One week ago Rod Beckstrom resigned as Director of the National Cybersecurity Center protesting what he claimed is NSA heavy-handedness in cybersecurity strategy and operations. Monday Beckstrom explained to Forbes that there is a fundamental mis-match between NSA’s mission focus and what is needed to prevent and mitigate cyber threats. “In intelligence environments like the NSA, you seek out and gather information, and then you classify it,” Beckstrom told the magazine. “It’s the opposite of collaboration.”
Beckstrom’s resignation letter was sent about the same time that the HLSwatch host was suffering a denial of service attack that kept us from making updates for about 12 hours and kept comments offline for three days. Our tech guy blames NSA too.
Some claim DHS doesn’t have the competence (or clout) to do cybersecurity anyway. On Tuesday Amit Yoran, a predecessor of Beckstrom’s told a House panel that the department, “has repeatedly failed to either attract or retain the leadership and technical acumen required to successfully lead in the cybermission space.” Was that a self-slam?
The GAO seemed to agree with Yoran and I will eventually link you to the report released Tuesday entitled National Cybersecurity Strategy: Key Improvements Needed. But early this Friday morning several GAO links are dead. The GAO list of “most recent” reports and testimony starts in August 2008 and goes back in time. Was someone hacked last night? (Saturday update: The GAO website has been restored to its typical orderly self. Read more on the House hearing in a Computerworld story.)
Since DHS can’t and NSA shouldn’t one witness told the House Homeland Security Subcommittee on Emerging Threats, Cybersecurity, and Science and Technology that the White House needs to take a stronger role in cybersecurity. “If I have access to the president and control over budgets, I will get agencies to do whatever I want,” said Jim Lewis, director of the technology and public policy program at the Center for Strategic and International Studies. “We have to put that [authority] at the White House.” (More from nextgov.) Yeah. Besides there’s nothing else claiming the West Wing’s attention.
On Wednesday at 1:58PM Eastern I received a DHS email announcing that Phil Reitinger was being named Director of the National Cybersecurity Center (Beckstrom’s job). Oops. Fifteen minutes later the correction arrived. Reitinger is being named Deputy Undersecretary in the National Protections Program Directorate (NPPD). “In this role, Reitinger will be charged with protecting the U.S. government’s computing systems from domestic and foreign threats.”
Damn send buttons. But the error probably tells us what the Department’s media team was really thinking about and trying to deal with.

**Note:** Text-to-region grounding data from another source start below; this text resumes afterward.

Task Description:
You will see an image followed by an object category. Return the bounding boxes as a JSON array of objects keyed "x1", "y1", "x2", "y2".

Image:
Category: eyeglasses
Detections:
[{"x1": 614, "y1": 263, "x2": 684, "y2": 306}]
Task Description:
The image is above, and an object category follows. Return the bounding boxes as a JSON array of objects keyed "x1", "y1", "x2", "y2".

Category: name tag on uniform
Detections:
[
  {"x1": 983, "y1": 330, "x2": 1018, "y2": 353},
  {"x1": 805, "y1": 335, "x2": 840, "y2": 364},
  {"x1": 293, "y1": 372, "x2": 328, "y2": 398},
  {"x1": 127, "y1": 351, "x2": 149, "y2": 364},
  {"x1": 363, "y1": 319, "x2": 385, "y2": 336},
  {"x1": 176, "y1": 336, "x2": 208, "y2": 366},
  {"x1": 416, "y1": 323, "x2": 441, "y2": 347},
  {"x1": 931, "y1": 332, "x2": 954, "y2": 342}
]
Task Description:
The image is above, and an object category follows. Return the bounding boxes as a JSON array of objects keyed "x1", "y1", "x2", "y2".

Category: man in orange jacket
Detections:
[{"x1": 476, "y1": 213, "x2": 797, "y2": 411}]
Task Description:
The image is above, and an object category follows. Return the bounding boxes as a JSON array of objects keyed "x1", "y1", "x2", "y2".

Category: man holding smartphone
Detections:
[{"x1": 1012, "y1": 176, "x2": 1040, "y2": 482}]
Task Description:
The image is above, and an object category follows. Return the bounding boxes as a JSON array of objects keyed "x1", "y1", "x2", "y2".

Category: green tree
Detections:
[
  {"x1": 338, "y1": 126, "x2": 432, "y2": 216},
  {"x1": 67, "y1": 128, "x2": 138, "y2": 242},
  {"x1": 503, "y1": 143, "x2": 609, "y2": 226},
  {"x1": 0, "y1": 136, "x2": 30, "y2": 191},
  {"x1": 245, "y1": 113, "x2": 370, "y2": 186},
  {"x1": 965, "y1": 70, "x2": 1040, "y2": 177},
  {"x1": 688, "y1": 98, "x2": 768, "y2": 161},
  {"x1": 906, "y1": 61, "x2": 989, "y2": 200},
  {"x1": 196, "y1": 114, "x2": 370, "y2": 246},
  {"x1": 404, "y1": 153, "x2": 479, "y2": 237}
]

Yesterday my Email server was almost taken down by a tsunami of forwards all with copies of the new CRS report entitled, Comprehensive National Cybersecurity Initiative: Legal Authorities and Policy Considerations. The Federation of American Scientists’ Secrecy Project distributed this study of the classified CNCI program.
Last year that bastion of leftist succor for our enemies, the Senate Armed Services Committee, complained that super-secret treatment of the CNCI, “…preclude(s) public education, awareness, and debate about the policy and legal issues, real or imagined, that the initiative poses in the areas of privacy and civil liberties. Without such debate and awareness in such important and sensitive areas, it is likely that the initiative will make slow or modest progress.”
Last night and this morning we are all reading about Vivek Kundra’s troubles as White House CIO. Free-lance snooping by some of Kundra’s former subordinates is alleged and there is no suggestion that Kundra is implicated. But for too many Obama appointments the send button seems to be stuck. Good tech support is so hard to find.
Well… it is Friday the 13th for the second time in two months.